Ik was aanvankelijk van plan hem na te reizen naar de geologisch interessante plaatsen die hij had bezocht, net zoals tientallen letterkundigen literaire pelgrimstochten maakten om zijn huizen in Amsterdam, Groningen, Parijs en Brussel vanbuiten en vanbinnen te fotograferen (‘Hermans is hier geweest,’ schreven ze dan). Maar achteraf blijkt dat ik tijdens mijn loopbaan al op veel van die reisbestemmingen ben geweest, zonder te weten dat ik daar in Hermans’ voetsporen trad. Ik heb dan ook niet geschroomd om daarvan eigen foto’s op te nemen, aangeduid met sk en het jaartal erachter. Alleen Finnmark, waar Nooit meer slapen zich afspeelt, ken ik niet uit eigen ervaring, maar juist daar schijn je over de literaire toeristen te struikelen, dus daar begin ik nog maar even niet aan.

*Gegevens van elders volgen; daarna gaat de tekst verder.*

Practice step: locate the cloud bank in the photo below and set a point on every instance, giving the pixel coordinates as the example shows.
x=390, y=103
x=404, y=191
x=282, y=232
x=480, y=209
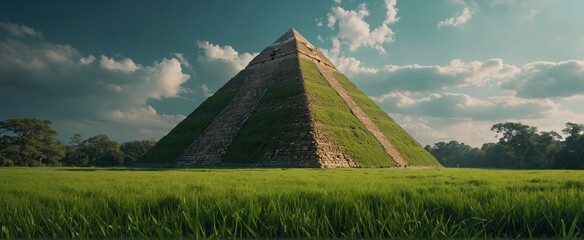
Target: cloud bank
x=56, y=81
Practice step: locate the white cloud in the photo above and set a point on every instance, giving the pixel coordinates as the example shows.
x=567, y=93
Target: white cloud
x=422, y=78
x=459, y=20
x=55, y=81
x=206, y=91
x=549, y=79
x=319, y=22
x=19, y=30
x=183, y=61
x=125, y=65
x=463, y=106
x=87, y=60
x=222, y=61
x=391, y=13
x=356, y=32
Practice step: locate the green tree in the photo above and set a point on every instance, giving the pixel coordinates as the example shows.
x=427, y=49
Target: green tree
x=519, y=139
x=102, y=151
x=29, y=142
x=133, y=150
x=74, y=154
x=572, y=153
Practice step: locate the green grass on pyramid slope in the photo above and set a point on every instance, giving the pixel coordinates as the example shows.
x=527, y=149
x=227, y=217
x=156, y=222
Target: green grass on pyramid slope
x=186, y=132
x=261, y=131
x=329, y=109
x=409, y=148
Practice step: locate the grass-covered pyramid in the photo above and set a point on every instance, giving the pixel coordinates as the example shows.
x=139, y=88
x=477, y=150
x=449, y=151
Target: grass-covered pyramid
x=289, y=107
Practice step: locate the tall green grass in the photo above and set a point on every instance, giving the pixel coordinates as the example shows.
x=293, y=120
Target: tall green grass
x=294, y=203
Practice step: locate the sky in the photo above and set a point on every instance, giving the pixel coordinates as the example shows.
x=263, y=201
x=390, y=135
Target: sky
x=444, y=70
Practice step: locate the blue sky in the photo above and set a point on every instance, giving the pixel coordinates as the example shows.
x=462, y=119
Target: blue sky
x=443, y=69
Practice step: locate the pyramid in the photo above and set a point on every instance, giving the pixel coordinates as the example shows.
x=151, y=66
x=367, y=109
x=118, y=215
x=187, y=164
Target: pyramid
x=289, y=107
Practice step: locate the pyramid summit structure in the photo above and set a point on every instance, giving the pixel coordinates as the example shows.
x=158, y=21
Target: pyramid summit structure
x=289, y=107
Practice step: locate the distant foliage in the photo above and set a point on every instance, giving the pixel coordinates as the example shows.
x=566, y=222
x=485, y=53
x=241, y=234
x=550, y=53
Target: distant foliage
x=29, y=142
x=520, y=146
x=32, y=142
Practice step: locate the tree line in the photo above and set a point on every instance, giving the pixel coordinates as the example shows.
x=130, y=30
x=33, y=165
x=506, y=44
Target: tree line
x=519, y=147
x=32, y=142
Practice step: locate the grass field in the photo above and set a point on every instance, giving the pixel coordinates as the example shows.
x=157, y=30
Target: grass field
x=294, y=203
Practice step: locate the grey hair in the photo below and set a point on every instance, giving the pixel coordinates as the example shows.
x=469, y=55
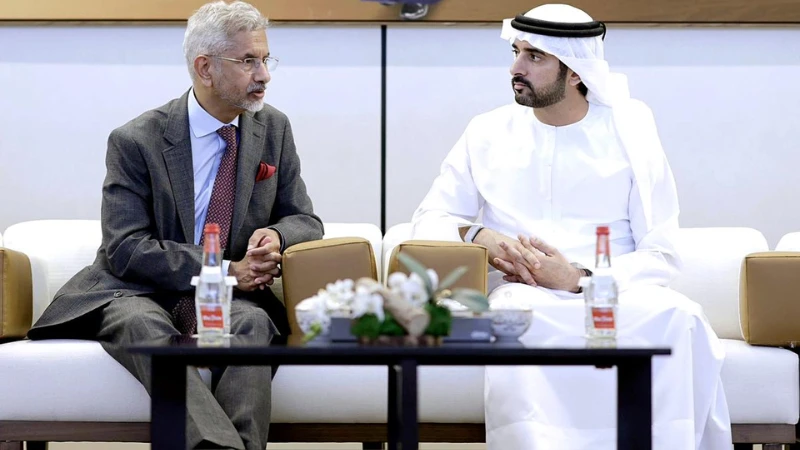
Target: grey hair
x=211, y=28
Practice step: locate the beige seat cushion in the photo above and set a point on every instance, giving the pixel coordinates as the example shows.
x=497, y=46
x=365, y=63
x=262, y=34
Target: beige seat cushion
x=444, y=257
x=768, y=306
x=310, y=266
x=16, y=295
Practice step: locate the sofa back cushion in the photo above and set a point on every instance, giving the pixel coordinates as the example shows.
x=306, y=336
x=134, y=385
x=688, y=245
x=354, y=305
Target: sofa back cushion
x=58, y=249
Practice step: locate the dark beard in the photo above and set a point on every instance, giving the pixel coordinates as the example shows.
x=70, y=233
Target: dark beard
x=546, y=96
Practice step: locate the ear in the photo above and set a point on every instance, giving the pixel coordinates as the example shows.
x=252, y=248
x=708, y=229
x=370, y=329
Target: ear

Overigens heb ik daarbij geenszins volledigheid nagestreefd. Hermans heeft vele reizen gemaakt naar bestemmingen waar hij blijkens de bijschriften op de lijst van zijn foto’s geen geologische objecten heeft gefotografeerd. Die heb ik dan ook niet nader onderzocht. Ik heb ook lang niet alles van Hermans gelezen. Het is heel goed mogelijk dat er nog een boek als dit valt samen te stellen over alles wat ik heb overgeslagen.
Ik heb me bovendien zo veel mogelijk onthouden van enig commentaar op literaire, filosofische en psychologische aspecten. Die zijn bij vele anderen al aan de orde gekomen, en veel beter en diepgaander dan ik ooit zou kunnen. Ik hoop alleen dat toekomstige hermansianen zich er door dit boek van laten overtuigen dat ook de fysisch-geografische en geologische context van Hermans’ werken volwaardige aandacht verdient.